Политическая жизнь била ключом. Возникали новые организации. Появлялись новые люди, которых раньше не было видно по независевшим от них обстоятельствам. Мне предложили быть одним из распорядителей на предстоявшем съезде городских и земских деятелей, из которого вышла в те месяцы конституционно-демократическая партия, ка-дэ, или партия народной свободы. Я согласился и, наряду с лицами знакомыми по университету и Литературно-художественному кружку, я увидел и услышал на съезде Максима Максимовича Ковалевского, Муромцева, Де-Роберти, Кузьмина-Караваева, Врублевского, Маклакова, Петрункевича, Щепкина, Долгорукова. Всё это было не только интересно, но и чрезвычайно поучительно.

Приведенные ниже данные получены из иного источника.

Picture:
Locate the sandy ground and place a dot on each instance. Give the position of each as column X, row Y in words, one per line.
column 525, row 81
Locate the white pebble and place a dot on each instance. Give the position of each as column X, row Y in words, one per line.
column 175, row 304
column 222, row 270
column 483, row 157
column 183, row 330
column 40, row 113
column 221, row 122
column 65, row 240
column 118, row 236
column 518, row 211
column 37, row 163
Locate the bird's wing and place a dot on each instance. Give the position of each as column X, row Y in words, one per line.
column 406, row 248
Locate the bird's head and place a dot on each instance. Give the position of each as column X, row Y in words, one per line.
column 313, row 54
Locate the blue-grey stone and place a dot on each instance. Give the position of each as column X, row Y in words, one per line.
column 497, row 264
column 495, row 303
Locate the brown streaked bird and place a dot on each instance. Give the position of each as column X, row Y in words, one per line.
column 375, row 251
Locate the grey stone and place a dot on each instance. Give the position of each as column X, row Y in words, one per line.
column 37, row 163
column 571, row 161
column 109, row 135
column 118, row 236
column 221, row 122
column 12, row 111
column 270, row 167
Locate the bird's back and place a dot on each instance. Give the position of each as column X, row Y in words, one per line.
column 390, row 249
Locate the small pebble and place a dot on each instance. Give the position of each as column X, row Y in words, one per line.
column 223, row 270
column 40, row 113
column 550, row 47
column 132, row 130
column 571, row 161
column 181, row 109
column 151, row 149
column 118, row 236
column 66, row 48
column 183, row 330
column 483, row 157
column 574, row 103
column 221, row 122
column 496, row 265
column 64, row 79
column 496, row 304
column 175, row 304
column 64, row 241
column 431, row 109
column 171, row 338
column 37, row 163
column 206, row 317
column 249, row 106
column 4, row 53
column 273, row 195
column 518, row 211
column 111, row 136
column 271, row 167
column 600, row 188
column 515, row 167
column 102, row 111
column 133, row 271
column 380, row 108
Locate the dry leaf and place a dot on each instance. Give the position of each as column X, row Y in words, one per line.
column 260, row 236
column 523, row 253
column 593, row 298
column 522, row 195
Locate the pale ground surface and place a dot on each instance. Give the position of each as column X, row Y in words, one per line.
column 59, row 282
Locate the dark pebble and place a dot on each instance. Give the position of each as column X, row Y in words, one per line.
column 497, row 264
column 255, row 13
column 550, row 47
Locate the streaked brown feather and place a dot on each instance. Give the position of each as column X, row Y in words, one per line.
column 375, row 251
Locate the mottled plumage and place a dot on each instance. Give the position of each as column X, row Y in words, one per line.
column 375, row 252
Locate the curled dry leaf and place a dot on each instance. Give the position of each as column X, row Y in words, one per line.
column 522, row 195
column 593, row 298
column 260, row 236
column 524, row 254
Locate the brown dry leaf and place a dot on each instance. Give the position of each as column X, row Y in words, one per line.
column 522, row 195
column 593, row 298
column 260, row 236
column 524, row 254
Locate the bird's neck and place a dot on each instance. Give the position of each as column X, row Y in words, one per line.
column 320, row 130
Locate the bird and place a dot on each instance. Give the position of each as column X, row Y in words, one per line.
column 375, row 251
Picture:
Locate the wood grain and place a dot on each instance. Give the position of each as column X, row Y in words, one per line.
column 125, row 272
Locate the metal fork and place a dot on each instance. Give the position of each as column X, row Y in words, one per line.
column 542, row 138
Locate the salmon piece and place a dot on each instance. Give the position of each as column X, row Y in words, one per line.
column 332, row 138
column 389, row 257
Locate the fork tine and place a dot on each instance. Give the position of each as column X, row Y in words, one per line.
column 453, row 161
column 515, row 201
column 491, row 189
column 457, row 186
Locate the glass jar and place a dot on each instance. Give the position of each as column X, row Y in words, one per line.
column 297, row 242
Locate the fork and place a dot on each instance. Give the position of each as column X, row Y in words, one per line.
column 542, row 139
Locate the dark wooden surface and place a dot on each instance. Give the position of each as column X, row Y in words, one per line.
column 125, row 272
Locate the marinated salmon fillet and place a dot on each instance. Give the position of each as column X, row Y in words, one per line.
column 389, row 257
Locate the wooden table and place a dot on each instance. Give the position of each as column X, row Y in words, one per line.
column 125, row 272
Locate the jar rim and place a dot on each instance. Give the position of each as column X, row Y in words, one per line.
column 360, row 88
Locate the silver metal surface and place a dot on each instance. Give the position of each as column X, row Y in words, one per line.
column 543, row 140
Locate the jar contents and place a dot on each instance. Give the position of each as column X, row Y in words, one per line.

Был я и на одном заседании бурно разроставшегося Крестьянского союза. Мне указали на высокого, бородатого, очкастого, не слишком красноречивого тов. Максимова. Это был Николай Иванович Ракитников, член овеянного конспирацией и легендой Центрального Комитета П. С.-Р. Его псевдоним правильно передавал его "максималистическую" устремленность в программе и тактике.
Появился в Москве и признанный идеолог и лидер партии - Виктор Михайлович Чернов. Я знал его только по имени, которое было сообщено мне раньше почему-то под секретом. Поэтому, когда было объявлено в газетах о предстоящем диспуте по всё тому же аграрному вопросу с участием М. Я. Герценштейна, П. П. Маслова и В. М. Чернова, я решил непременно пойти - посмотреть и послушать.